Ce sont des mots qui filent de rétine à rétine, sans pause ni déposition. Des instantanés - photographiques et sensoriels - arrachés au mystère de la peinture. C'est Lydie Dattas - "La foudre", "La nuit spirituelle" - qui porte au plus haut degré de combustion le noir de Pierre Soulages. C'est la rencontre, le choc thermique du chaud et du froid. C'est la friction, l'entrechoquement entre l'obscur et l'incandescence, lesquels existent probablement à parts égales chez les deux artistes : deux échappés du rang, deux authentiques sauvages.

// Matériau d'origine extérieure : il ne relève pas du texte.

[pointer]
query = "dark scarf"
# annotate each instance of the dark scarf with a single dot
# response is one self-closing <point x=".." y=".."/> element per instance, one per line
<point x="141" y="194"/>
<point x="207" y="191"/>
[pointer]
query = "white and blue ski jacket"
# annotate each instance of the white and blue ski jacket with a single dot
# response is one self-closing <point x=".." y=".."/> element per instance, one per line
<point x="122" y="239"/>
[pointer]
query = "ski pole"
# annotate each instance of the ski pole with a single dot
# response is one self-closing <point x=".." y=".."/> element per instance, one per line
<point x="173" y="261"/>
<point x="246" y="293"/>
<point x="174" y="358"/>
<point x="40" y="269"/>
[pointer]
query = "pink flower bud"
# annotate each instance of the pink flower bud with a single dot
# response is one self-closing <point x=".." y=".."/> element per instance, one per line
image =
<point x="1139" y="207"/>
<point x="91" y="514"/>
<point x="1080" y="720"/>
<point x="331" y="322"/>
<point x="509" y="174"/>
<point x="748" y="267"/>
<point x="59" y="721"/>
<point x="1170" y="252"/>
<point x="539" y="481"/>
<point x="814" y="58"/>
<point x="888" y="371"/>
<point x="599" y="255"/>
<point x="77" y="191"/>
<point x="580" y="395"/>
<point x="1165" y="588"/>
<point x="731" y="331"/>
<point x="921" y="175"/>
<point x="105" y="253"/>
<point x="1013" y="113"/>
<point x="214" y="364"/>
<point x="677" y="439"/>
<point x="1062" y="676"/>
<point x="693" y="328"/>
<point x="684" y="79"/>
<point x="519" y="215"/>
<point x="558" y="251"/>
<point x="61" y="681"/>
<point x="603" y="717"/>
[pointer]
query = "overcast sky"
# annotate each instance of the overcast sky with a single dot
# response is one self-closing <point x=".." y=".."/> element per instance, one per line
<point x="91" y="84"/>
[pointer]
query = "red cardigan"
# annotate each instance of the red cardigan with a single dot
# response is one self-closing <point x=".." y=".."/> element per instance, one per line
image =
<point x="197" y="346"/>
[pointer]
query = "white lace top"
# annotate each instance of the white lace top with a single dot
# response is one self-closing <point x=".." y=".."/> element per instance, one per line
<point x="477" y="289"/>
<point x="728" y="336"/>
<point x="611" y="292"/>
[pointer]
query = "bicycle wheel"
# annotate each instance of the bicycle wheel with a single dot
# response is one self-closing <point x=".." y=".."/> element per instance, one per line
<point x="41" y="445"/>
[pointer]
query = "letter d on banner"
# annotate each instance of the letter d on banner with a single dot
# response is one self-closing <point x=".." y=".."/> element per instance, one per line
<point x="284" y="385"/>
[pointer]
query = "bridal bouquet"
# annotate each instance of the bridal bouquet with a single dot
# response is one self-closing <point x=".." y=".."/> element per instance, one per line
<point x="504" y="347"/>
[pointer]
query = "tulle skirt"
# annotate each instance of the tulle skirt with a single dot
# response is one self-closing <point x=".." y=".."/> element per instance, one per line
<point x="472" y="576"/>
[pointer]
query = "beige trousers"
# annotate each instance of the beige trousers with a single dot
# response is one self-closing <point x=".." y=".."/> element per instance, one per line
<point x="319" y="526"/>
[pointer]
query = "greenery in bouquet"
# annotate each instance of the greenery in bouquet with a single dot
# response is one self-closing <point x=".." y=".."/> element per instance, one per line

C'est une parole prophétique, une incantation aux accents sacrés qui s'élève et se pose sur les "icônes barbares" de Pierre Soulages.

Les icônes byzantines, "les guerriers sacrifiés", "les géants bitumés", Attila et le Christ sont également convoqués pour qualifier l'œuvre, les œuvres de celui que Lydie Dattas nomme "le maître du noir", le Visionnaire du Noir", "Le Voyant", "Le grand Prêtre" qui préside au "miracle outrenoir".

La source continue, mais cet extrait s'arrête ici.